Les cheveux de Blaine

6 heures du matin et je peste. Je ne peste pas trop fort parce que 6 heures du matin, quand même. Je peste avec au fond de la gorge comme un début de gémissement. Je peste en me tenant – droite ? – non, gauche, le miroir inverse, la tempe gauche.

Y a comme du foutage de gueule.

J’ai le cheveu rare. Trente balais, et le cheveu rare. Ça siège en numbeur ouane de mes – nombreux – complexes physiques. Ce qui explique bien sûr que je le livre à tout un chacun sur mon blog. Après recherches très approfondies, ne disposant pas d’un oncle d’Amérique fortuné, je me suis rabattu sur la chirurgie esthétique du pauvre : l’humour (et aussi les chapeaux). Je tourne en ridicule ma misère capillaire, je provoque les moqueries, je déclenche les chausses-trappe du sarcasme.

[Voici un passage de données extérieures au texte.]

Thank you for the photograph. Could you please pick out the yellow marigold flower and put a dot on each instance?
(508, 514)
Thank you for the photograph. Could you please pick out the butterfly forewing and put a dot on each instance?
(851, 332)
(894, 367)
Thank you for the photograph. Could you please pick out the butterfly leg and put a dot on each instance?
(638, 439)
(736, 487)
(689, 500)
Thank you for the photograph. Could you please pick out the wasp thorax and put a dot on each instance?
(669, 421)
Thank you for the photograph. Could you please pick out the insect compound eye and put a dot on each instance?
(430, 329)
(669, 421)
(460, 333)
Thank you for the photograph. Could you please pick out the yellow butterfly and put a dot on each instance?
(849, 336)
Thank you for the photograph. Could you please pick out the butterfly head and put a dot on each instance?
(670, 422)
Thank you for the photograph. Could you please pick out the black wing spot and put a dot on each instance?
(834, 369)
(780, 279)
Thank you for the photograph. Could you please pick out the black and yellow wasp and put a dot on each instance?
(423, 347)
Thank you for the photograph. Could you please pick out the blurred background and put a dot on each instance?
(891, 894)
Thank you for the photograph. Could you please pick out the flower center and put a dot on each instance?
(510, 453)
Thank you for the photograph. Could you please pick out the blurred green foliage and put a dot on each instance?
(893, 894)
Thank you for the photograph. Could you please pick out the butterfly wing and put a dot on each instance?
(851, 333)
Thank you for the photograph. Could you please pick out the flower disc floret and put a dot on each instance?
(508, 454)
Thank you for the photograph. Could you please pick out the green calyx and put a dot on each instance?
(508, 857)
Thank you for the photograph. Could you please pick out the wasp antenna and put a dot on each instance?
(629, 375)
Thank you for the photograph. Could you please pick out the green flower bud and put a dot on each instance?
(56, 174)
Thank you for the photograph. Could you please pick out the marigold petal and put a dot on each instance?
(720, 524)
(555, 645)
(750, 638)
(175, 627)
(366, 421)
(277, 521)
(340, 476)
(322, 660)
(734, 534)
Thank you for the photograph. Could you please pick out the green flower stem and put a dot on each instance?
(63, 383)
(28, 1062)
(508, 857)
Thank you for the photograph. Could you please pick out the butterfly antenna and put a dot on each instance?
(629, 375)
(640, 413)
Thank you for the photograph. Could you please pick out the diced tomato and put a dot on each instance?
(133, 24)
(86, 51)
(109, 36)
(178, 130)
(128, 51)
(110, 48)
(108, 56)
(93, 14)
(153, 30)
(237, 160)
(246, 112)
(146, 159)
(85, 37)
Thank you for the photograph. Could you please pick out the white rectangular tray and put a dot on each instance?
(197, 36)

Même les mouflets ont baissé les armes : au jeu de m’enfoncer, je n’ai pas d’égal.

Mais ce matin, 6 heures, c’est difficile. Parce que, dans la chevelure qui ne s’est pas encore transformé en un duvet ridicule, il y a des cheveux blancs. Genre les hormones, ces salopes, elles ont voté la double peine. Haro sur la kératine. 6 heures du matin et je tire sur une poignée de tifs qui feraient plutôt pas mal sur la tête de George Clooney mais qui, chez moi, remportent de nouveaux oscars dans la catégorie du grotesque.

Et c’est là que je pense à Blaine Anderson.

Parce que, faut le savoir, je suis une adolescente de quinze ans. Dégarnie, certes, mais une adolescente de quinze ans tout de même. Et vous pouvez vous marrer, mais ça sert vachement dans mon épanouissant sacerdoce : je sais parfaitement ce qui se trame dans les cervelles – généralement – en développement des chiards. Je suis une midinette qui glousse lorsqu’Elliot et JD ajoutent une ligne à leur romance, quand Chandler sort de sous les couvertures de Monica, que le Docteur embrasse River Song. Et donc, que Blaine Anderson paraît à l’écran.

Je ne voudrais pas être Blaine Anderson. Ce serait grotesque, personne ne veut être un étudiant gay dans une école de garçons joué par un acteur de 26 ans. Sans déconner.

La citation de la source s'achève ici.